Monday, Jul. 19, 1943
If This Is All...
A writer of Moscow communiques last week snatched bread & words from the mouths of a host of military experts. In a single, barking document this anonymous Muscovite stated the objective and strategy of the latest German offensive in Russia:
"The blow is aimed in two directions--at Kursk from the area south of Orel, and from the Belgorod direction northward, also in the direction of Kursk. . . . It is sufficient to glance at the map to understand the operative plan of the German command. It envisaged the encirclement and annihilation of our troops along the arc of the Kursk salient."
In a refreshing change from the normal officialese of war, Moscow added: "Having received a punch in the jaw, the crooks from Hitler's headquarters now put their tail between their legs and begin to yell that "allegedly it is not they, the Germans, who conduct the offensive, but the Soviet troops, and that consequently it was not their attempt to capture Kursk that failed in the first three days of heavy battles, but the attempt of our troops to break through the German defenses. ... It is too early to formulate a final conclusion."
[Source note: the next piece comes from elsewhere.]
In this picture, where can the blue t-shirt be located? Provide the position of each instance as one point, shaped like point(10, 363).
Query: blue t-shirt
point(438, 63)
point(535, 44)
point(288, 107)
At week's end it was still too early for final conclusions. To Moscow's analysis (the Germans substantially agreed with its less insulting aspects) there was little except a few supplementary points for the experts to add.* Some of the valid points:
>This attack need not be the only one--or the main one--planned by the Germans this summer. If it is, the world will know that the Wehrmacht, resigned to the defensive in Russia, is merely trying to improve its own positions and weaken the Red Army before winter or before Russia strikes with the U.S. and Britain.
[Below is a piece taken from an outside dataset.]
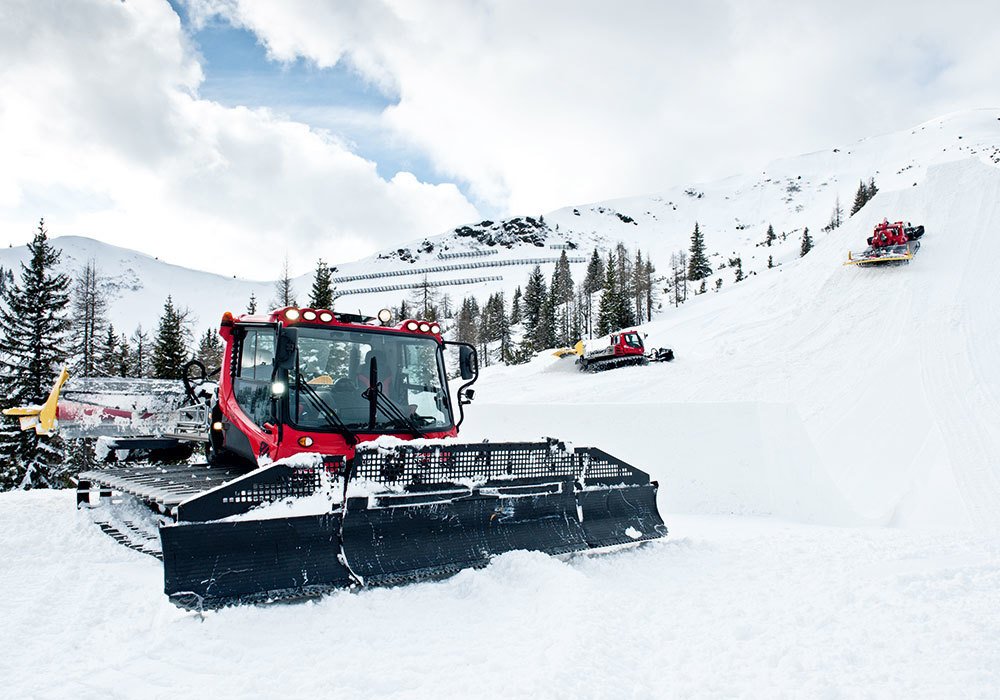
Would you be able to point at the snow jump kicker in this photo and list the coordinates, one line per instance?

>The Russian forces "along the arc of the Kursk salient" constitute a goodly portion of the Red Army's best troops and armor. Kursk itself is a valuable railway and military center. But, as the Russians indicated, Nazi Field Marshal Guenther von Kluge may well be more interested in the "encirclement and annihilation" of those forces than in geographical gains.
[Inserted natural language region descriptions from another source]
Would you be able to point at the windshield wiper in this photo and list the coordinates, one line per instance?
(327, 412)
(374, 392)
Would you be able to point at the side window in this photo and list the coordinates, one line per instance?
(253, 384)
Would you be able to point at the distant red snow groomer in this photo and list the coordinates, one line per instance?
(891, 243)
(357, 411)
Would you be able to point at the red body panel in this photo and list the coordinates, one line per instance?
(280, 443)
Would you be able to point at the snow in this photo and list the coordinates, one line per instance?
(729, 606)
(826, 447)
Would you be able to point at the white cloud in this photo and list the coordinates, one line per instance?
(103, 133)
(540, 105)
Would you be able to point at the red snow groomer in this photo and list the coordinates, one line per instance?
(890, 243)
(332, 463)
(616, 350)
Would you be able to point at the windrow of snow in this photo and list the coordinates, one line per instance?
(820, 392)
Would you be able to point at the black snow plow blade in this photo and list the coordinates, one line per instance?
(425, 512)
>Even if the current offensive is only the first stage of a bigger one, the limited scope of the initial attack reflects the plight of the Wehrmacht. In 1941 its objective, along a 1,500-mile front, was to destroy the Red Army and seize the U.S.S.R. In 1942 the objective, along an 800-mile front, was to seize southern Russia and isolate Moscow from the rear and the south. In 1943 the Wehrmacht attacked on a 200-mile front, aiming at a town and at a portion of the Red Army.
Forces & Losses. According to Berlin, the Russians had over 400,000 troops in the sectors immediately engaged.
Moscow said that the Germans used six panzer divisions (200 tanks each), a motorized division, and seven infantry divisions in the opening attacks from Orel; five regular tank divisions, four smaller armored divisions (150 tanks each), and seven infantry divisions in the attacks from Belgorod--where the Russians made their only admissions of sustained German gains. In an aside to the U.S. and Britain, Moscow also said that the Germans had transferred, two bomber fleets and one night-fighter fleet from Western Europe.
The Germans stuck to their assault tactics of last year: front-line bombing and heavy artillery preparation, followed by tank assaults and infantry. In defense, the Red Army also used familiar tactics, often letting the tanks through, then surrounding them and their suporting infantry. As at Stalingrad, the Russians had studded their front lines and rear with anti-tank strong points, ringed with mines, which caught the Nazi tanks in cross fire.
The Russians said that in eight days they destroyed 2,622 German tanks and 1,126 planes, killed 43,900 men. Berlin claimed the destruction, in the same period, of 1,640 Russian tanks, 1,197 planes. These figures showed that great forces were concentrated on narrow and fiercely contested fronts. To the men along those fronts, the battle for Kursk was no "limited engagement."
*Not that the experts were deterred. They added thousands of words.